Yes, to me this is one of those obvious optimizations that can/should happen. But I see Sean's point about it undoing bufferization. May be this can be a separate optimization pass rather than a canonicalization? THB, this just seemed something natural to implement and I don't have an immediate use case in mind.
mlir/lib/Dialect/StandardOps/IR/Ops.cpp | ||
---|---|---|
4031 | I thought folders are now allowed to create new IR, and canonicalizers are. This one is creating new IR (ConstantOp). |
mlir/lib/Dialect/StandardOps/IR/Ops.cpp | ||
---|---|---|
4031 | A fold method may return either: This would use the second, i.e. fold also supports constant folding. You wouldn't create the new IR yourself, you would rely on the folder to do that for you. |
I don't quite get the point about the canonicalization hindering bufferization, can you craft a small example Sean?
Type conversion in general involves rewrites like
source_op(x) -> source_materialization(target_op(target_materialization(x))
(where the infra usually inserts the materializations). If we have patterns like
source_materialization(target_op(target_materialization(x)) -> source_op(x)
then that pattern is liable to undo a type conversion. In the case of this patch, source_op/target_op have zero operands, so we don't see target_materialization i.e. tensor_to_memref in the pattern. But it's clearer if we consider other ops, like canonicalizing tensor_load(memref_cast(tensor_to_memref(x)) -> tensor_cast(x).
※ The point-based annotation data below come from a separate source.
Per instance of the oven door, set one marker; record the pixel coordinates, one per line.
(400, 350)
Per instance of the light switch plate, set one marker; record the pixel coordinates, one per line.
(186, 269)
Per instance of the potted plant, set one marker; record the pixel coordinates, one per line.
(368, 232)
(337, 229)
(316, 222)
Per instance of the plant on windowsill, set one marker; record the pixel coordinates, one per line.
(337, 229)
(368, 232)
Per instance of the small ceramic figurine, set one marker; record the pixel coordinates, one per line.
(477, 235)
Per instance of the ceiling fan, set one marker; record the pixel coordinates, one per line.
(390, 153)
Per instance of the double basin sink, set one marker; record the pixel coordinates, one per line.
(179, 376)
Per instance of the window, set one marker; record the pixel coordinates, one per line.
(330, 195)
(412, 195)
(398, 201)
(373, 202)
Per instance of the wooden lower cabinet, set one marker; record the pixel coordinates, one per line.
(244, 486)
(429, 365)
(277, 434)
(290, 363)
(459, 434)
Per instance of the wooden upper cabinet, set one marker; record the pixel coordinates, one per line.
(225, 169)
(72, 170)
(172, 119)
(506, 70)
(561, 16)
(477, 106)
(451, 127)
It's just too open-ended and seems unproductive.
I would say that the general rule is "avoid write patterns involving materialization ops". One exception that can be useful is something like source_materalization(target_materialization(x)) -> x which can help reduce intermediate IR volume.
Also, if looked at from the perspective of a type conversion that can plausibly go both directions, such as !perl.string -> !python.string and !python.string -> !perl.string, then it's clear that neither direction is "canonical". Arguably that's the case for one-way conversions too: neither direction is "canonical", one is just a higher level of abstraction that is lowered to a different level of abstraction.
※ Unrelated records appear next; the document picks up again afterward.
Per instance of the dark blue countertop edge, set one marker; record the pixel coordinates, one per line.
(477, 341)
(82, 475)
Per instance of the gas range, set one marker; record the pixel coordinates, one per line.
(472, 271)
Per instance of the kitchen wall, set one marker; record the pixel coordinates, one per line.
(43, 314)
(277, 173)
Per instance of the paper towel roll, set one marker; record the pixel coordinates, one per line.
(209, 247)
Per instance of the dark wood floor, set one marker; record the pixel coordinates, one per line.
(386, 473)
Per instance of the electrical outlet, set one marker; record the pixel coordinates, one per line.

We would expand constant() -> tensor_load(get_global_memref()) as part of bufferization, but if we happen to canonicalize before finalizing the bufferization, then we would fold it back to constant() and have to re-run bufferization for constant.
Generally, I haven't yet found a reason to need to run canonicalizations during the partially-bufferized state, but this just seems like a gotcha. Also, if you look at my previous post in reply to River, there's a slippery slope here. Do we convert memref_cast back to tensor_cast? Do we convert std.load back to extract_element? ... it seems like very bufferization pattern admits an inverse de-bufferization pattern that, when looked at in isolation, seems like an "optimization", but is just undoing a deliberate lowering.
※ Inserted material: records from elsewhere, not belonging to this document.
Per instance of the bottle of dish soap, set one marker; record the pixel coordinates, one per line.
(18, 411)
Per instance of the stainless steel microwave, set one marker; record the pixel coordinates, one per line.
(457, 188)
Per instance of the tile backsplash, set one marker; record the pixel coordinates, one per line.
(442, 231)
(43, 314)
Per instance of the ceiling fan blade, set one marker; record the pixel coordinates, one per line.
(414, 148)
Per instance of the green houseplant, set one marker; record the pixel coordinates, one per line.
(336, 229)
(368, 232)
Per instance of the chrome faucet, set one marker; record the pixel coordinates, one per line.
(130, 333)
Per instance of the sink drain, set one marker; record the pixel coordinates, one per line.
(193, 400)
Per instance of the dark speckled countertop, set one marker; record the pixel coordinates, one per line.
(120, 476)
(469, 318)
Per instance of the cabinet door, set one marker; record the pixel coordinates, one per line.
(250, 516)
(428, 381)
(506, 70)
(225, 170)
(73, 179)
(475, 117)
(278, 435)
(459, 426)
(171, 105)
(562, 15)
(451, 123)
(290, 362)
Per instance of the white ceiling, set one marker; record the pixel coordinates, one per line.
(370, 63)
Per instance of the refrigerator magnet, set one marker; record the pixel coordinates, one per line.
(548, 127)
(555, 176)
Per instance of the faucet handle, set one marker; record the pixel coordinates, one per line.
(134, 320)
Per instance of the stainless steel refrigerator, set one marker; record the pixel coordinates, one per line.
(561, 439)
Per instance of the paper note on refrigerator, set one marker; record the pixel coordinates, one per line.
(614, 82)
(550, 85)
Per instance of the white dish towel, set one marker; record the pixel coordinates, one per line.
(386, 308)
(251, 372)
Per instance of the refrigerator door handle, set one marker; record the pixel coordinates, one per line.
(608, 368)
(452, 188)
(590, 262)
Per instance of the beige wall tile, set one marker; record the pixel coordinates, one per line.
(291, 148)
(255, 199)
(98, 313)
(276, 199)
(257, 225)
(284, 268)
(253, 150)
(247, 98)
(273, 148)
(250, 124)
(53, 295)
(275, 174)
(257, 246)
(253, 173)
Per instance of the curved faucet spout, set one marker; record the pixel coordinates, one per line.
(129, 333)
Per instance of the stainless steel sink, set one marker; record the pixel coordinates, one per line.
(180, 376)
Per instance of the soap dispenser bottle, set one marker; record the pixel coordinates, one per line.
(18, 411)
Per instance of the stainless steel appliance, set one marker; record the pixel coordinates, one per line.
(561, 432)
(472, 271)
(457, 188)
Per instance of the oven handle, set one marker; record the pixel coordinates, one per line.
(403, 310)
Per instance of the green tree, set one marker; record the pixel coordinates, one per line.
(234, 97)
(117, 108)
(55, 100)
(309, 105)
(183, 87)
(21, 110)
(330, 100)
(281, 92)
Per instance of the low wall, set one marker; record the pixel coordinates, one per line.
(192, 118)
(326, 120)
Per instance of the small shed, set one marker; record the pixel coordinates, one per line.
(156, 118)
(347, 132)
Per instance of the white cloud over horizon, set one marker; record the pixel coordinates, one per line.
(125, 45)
mlir/lib/Dialect/StandardOps/IR/Ops.cpp | ||
---|---|---|
4031 | Thanks. Will update (once the discussion settles). |
I have started https://reviews.llvm.org/D90768 for the NoSideEffects and one more change. For this one, if there are concerns and the fact that we don't have an immediate use case, we can leave this out for now and revisit when we actually need this. Does that sound ok?
Abandoning for now. This should be simple to implement when the need arises (as a folder or a separate pass).
If this wasn't a symbol lookup, I'd say that this could just be a fold.